President Hage Geingob has told his ministers that the actions of a few corrupt officials have tainted the name of the country.
Geingob made these remarks during this year’s last Cabinet session in Windhoek on Friday.
“You may recall that during the town hall meetings, the issue of corruption was only raised twice,” said Geingob.
“This is why I believe that corruption is not systemic in Namibia, but perceptions have been created that Namibia is a corrupt society,” he added.
“Nevertheless, we admit that although corruption is not systemic in Namibia, the actions of a few corrupt officials have tainted the name of our country.”
According the Head of State, it is important for public service officials to emphasize that corruption in any form, including kickbacks, or percentage commission for the amount of contracts, is unacceptable.

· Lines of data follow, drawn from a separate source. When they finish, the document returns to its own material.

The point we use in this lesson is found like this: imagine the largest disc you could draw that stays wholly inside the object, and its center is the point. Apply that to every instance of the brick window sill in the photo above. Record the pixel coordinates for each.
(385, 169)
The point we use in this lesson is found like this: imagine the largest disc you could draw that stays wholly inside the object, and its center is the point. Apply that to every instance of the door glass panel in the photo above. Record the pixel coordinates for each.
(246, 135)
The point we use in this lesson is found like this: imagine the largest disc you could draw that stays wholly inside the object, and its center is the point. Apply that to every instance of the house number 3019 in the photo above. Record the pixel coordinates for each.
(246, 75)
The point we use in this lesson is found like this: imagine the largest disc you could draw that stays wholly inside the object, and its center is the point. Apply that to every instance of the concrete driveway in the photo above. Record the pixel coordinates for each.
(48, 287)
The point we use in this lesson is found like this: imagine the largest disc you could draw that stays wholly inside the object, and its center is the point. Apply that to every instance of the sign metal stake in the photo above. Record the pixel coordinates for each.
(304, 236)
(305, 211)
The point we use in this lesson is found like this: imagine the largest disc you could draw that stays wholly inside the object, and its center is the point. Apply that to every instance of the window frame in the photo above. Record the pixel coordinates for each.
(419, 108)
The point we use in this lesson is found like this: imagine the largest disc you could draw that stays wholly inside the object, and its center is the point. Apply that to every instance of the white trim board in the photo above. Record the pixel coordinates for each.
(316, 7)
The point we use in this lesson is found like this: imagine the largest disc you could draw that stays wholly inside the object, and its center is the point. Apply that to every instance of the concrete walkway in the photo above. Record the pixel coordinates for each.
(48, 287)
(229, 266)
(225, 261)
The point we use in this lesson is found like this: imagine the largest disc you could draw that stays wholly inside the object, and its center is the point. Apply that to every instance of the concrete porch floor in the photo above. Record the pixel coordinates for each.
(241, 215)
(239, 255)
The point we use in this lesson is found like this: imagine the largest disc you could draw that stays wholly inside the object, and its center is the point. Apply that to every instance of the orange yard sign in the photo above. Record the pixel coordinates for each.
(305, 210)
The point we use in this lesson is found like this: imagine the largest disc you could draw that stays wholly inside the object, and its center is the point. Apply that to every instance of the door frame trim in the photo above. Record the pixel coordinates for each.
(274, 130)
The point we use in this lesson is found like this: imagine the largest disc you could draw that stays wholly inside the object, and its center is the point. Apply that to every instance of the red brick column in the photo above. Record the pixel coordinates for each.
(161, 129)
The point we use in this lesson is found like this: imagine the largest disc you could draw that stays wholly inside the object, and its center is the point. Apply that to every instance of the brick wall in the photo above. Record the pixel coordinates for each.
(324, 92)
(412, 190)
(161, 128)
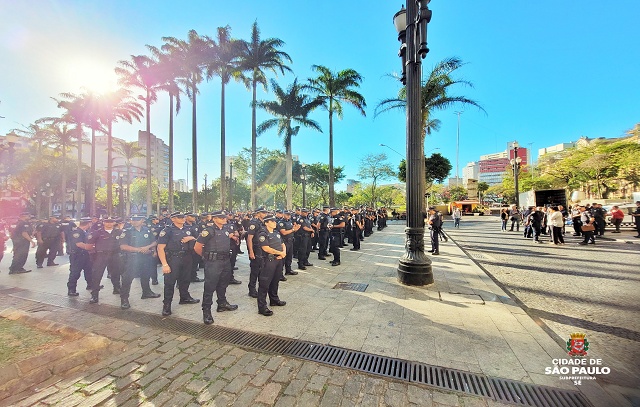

The President’s comments come at a time when two of his ministers, Bernardt Esau who was in charge of fisheries and marine resources and Sackey Shanghala the former justice minister, were arrested on allegations of corruption, money laundering and receiving bribes worth N$150 million in exchange for fish in the Namibian sea.
The ruling Swapo party has since removed the names of the two politicians from its list of parliamentarians in the 2020-2025 National Assembly.
“We are aware of the current corruption storm in the fishing sector which has coincided with the build up to the Presidential and National Assembly Elections.
“We have seen the anger of the people, especially those who have had their livelihoods destroyed as a result of corrupt practices.”
Geingob further told the ministers including the Swapo secretary-general Sophia Shaningwa that: “Anybody would be angry and this has been a wakeup call for us to re-double our efforts to promote greater accountability and transparency across all sectors of government.”
The fact is, he noted, those involved in the infamous fishing sector corruption case are no longer ministers and their offices are now open so that proper investigations can take place.
“As a law-abiding society, we believe in processes, systems and institutions and for this reason, we will allow those implicated to be tried under due process of the law. “
Geingob further stated that it is pertinent that Namibia must work on a law which will clearly define election donations and campaign contributions to political parties in order to eliminate the grey area in “which we currently operate”.